Neff soon discovered the blood was coming from a large cut in Dunn's forearm and the severed portion of his hand. Neff told him what happened.

"He said, 'You need to find my wedding ring,'" Neff said.

The hand was easier to find: It landed right between Dunn's and Neff's cars after it hit Neff's back windshield.

"It looked like someone had taken a tennis ball, soaked it in blood and threw a fastball into the back of my car," Neff said.

What happened next was fortunate blend of serendipity and skill. The severity of the first crash required an incident management truck, which just happened to have a cooler full of water bottles. One of the truck's drivers emptied the cooler and other troopers filled it with ice packs from their first aid kits. The troopers then put Dunn's hand in an evidence bag and kept it on ice.

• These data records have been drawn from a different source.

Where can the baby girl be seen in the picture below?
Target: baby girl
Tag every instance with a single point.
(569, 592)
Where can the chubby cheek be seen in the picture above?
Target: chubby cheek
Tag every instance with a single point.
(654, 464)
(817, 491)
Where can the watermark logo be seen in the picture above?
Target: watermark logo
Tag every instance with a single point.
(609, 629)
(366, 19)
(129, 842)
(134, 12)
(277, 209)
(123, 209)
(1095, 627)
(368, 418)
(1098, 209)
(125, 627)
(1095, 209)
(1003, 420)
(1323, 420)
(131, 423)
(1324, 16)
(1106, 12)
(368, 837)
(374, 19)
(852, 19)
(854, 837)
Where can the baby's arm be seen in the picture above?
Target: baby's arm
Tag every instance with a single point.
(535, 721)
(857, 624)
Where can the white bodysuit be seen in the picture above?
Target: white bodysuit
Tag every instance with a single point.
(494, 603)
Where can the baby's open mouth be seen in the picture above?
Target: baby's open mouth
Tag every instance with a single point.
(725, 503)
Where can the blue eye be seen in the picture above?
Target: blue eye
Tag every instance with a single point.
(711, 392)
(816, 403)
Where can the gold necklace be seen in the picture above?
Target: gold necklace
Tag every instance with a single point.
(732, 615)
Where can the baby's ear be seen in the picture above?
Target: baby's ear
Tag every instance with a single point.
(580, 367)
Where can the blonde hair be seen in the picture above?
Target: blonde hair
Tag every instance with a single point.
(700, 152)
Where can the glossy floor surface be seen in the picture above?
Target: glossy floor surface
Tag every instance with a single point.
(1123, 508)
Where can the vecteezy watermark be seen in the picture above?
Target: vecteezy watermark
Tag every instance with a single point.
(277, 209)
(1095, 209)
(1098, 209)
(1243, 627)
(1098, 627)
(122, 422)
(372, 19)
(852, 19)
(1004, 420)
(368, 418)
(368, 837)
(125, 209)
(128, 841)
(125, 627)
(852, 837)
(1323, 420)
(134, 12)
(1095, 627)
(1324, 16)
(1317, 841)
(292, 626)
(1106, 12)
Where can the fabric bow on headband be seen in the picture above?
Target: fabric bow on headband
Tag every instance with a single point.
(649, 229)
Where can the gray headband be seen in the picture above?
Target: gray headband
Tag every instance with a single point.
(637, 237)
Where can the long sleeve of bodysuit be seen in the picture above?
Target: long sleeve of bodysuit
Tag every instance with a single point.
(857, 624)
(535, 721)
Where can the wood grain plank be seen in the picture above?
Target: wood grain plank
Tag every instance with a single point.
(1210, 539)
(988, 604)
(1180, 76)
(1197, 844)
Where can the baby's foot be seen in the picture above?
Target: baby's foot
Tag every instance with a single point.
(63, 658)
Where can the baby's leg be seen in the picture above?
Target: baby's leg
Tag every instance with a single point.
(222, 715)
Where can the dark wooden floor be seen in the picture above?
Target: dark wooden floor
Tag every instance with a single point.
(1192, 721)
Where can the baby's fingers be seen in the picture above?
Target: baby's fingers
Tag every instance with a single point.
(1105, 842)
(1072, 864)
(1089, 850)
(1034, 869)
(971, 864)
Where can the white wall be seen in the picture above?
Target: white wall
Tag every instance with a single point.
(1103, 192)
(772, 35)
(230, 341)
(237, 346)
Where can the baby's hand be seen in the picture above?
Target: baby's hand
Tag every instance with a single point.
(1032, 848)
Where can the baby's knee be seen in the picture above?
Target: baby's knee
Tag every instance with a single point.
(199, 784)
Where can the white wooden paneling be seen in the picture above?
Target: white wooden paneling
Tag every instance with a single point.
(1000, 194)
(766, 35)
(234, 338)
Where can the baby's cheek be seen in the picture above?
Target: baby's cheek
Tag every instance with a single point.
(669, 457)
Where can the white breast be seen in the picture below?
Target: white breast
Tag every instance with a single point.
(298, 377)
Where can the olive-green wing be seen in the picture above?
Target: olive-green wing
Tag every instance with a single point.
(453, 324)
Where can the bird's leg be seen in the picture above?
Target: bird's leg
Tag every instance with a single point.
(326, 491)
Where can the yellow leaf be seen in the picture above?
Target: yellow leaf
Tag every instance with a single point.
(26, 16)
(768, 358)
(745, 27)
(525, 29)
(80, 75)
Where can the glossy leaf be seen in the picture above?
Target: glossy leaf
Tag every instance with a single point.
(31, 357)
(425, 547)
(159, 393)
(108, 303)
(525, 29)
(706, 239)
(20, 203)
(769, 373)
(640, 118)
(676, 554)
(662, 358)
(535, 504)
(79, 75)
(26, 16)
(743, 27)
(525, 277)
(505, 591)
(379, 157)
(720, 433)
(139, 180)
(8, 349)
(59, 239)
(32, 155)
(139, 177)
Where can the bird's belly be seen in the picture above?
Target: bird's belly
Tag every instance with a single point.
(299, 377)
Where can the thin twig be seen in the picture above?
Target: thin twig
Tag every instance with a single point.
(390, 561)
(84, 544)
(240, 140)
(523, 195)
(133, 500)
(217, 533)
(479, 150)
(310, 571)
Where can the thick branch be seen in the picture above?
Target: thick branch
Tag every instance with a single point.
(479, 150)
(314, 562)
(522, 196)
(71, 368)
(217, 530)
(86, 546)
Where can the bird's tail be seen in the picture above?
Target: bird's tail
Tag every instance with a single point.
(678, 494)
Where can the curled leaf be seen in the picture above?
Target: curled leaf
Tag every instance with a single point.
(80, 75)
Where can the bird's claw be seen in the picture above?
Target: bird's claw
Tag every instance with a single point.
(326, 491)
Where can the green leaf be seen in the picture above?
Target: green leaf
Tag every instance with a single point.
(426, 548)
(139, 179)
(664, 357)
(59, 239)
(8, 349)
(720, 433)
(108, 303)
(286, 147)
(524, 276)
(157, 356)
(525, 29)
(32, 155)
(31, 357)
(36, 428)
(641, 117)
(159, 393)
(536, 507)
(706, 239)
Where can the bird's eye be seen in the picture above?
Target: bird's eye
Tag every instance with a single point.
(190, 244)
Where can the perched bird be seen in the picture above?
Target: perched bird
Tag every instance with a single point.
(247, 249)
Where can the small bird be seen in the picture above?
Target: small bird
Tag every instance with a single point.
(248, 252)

Meanwhile, the training the troopers had recently received on applying tourniquets was suddenly relevant. The training earlier this year involved a new type of tourniquet designed for severe injuries such as Dunn's. Thanks to that training and the right tourniquets on scene, the troopers were able to quickly stop the bleeding from Dunn's hand, Neff said. They also were able to patch up a large cut on his forearm before medical responders arrived.

"It was great training, and it obviously showed with Chris' situation," Neff said.

Dunn was taken by helicopter to University Hospital, and after more than eight hours of surgery, his severed hand was finally reattached. Only then did he finally look at it.

And he got his wedding ring back, too.

Dunn was back on the job this week, although he works only four hours a day mostly doing paperwork at the office. It could be a while before he gets back on patrol, and right now he's taking things one day at a time. He goes to physical therapy three times a week.

"It's slow," he said. "I can't do anything with my hand right now."

There is some progress, though. He can move his fingers, although he can barely feel them. Doctors tell him it will take a few months for the nerves in his hand to fuse properly.

"We just hope for the best," Dunn said.

In his 14 years with the UHP, this was Dunn's first major injury. It's been a reminder of just how dangerous his job can be.

"That's as close to death as you can come," he said. "I think about it a lot, and I count my blessings that I'm still here with my wife and my sons. And life goes on."